The video streaming service got off to a rocky start when it appeared on the final day of an exhaustive two-week hearing into the future of Canadian television, as the Canadian Radio-television and Telecommunications Commission (CRTC) demanded sensitive data on Netflix's revenue, subscriber numbers, viewership and expenditures in the country.
At first, a Netflix representative resisted, seeking guarantees the CRTC would keep such competitive information confidential. Jean-Pierre Blais, the Commission's chairman, reacted angrily, calling an abrupt break in the proceedings and leaving the room. He returned soon after and ordered Netflix to supply the data in confidence. "You are not entitled to special treatment," he said told Corie Wright, Netflix's global public policy director.

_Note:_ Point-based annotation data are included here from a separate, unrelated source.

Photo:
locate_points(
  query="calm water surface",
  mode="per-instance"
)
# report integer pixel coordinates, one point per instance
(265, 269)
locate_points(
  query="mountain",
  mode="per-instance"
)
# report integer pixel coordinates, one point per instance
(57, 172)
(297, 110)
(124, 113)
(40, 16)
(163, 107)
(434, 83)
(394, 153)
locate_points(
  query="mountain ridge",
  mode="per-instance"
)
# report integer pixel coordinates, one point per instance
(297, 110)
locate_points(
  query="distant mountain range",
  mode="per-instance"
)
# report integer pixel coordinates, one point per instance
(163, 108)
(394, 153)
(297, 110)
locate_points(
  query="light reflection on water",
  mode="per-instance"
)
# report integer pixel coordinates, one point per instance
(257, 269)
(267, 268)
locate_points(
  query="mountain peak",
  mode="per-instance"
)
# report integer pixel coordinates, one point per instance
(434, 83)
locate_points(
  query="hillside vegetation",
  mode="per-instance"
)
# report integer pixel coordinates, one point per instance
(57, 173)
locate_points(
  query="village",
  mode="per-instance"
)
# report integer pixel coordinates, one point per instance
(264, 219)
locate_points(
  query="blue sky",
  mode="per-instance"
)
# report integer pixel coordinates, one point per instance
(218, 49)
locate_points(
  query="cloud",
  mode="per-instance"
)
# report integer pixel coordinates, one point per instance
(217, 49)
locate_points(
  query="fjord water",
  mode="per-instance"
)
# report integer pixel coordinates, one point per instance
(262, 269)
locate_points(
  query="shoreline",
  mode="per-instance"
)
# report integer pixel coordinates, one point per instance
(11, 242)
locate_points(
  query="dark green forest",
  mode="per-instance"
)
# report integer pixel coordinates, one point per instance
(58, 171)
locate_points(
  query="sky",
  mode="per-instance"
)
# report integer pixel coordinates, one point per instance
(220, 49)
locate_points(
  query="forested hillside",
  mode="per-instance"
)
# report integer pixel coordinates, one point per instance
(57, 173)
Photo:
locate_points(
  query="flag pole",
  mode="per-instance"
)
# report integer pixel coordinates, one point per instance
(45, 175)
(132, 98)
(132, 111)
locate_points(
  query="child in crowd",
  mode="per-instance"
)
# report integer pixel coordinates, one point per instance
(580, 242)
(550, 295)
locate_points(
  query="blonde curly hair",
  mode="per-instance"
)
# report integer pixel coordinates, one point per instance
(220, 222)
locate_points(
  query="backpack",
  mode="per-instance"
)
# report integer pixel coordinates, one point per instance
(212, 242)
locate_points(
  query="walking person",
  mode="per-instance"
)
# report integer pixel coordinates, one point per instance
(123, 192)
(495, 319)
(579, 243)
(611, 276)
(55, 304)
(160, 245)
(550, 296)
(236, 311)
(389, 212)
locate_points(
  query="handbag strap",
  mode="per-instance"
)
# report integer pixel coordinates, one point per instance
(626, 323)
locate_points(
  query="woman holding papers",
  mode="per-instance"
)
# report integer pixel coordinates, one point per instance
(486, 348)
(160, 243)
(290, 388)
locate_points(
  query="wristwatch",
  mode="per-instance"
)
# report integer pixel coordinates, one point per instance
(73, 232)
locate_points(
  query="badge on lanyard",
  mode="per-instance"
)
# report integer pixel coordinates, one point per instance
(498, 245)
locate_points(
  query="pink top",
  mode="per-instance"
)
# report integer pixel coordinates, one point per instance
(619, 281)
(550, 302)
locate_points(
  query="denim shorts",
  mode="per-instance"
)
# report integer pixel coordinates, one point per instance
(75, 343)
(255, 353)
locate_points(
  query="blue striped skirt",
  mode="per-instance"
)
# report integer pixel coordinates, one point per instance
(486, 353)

The Let's Talk TV hearing has delved into a lengthy list of ideas that could drastically alter Canada's television landscape, with hundreds of millions of dollars potentially at stake. It has focused primarily on proposals to give viewers more choice in paying only for the channels they want, drawing widespread opposition from TV executives.
But the industry is divided on the question of whether the CRTC should regulate online video services, such as Netflix.
Since launching in Canada in 2010, Netflix has operated virtually unregulated under an exemption for "new media."
The company argued that adding restrictions – or requiring it to pay into funds that support Canadian content, as some groups have suggested – would only hamper innovation.
"We've pro-actively licensed Canadian content, not because anybody told us to, but because we thought our members would enjoy it," Ms. Wright said.
She also suggested Netflix helps Canadian shows "find new audiences" outside the country, and can give niche programming a home because it relies on subscriber fees rather than ratings.
But when Ms. Wright gave a particularly vague assurance about handing over data on viewership of Canadian shows, vice-chairman Tom Pentefountas remarked: "That's a heck of an answer for someone who takes, perhaps, hundreds of millions of dollars out of the Canadian economy."
Most of the TV that Canadians watch still comes from traditional cable or satellite subscriptions, but providers of those services see Netflix's growing popularity as a major threat.
According to estimates from Convergence Consulting Group, which researches the television and technology industries, Netflix will take in more than $300-million in revenue from Canadian subscribers in 2014.
"If the commission fails to act swiftly after this proceeding, a service such as Netflix will become … one of the largest broadcasters in this country in the near future," Pierre Dion, president and CEO of Quebecor Inc., told the commission on Sept. 9.
The CRTC, which has an arm's-length relationship with the federal government, also faces political pressure.
In a statement on Friday, Canadian Heritage Minister Shelly Glover reiterated pledges that she "will not allow any new regulations or taxes on Internet video," and "that television channels would be unbundled."
Ms. Glover said she will await a decision, which could take months, and "will determine appropriate government courses of action once the CRTC process is complete."
Some in the industry consider it a foregone conclusion that the CRTC will mandate some sort of "pick-and-pay" system to allow viewers to choose channels one by one above a basic package. But broadcasters and TV providers have warned that unbundling channels could wind up costing most consumers more.
The hearing featured 110
And so far, the CRTC's only promise has been that major changes are coming to the TV industry.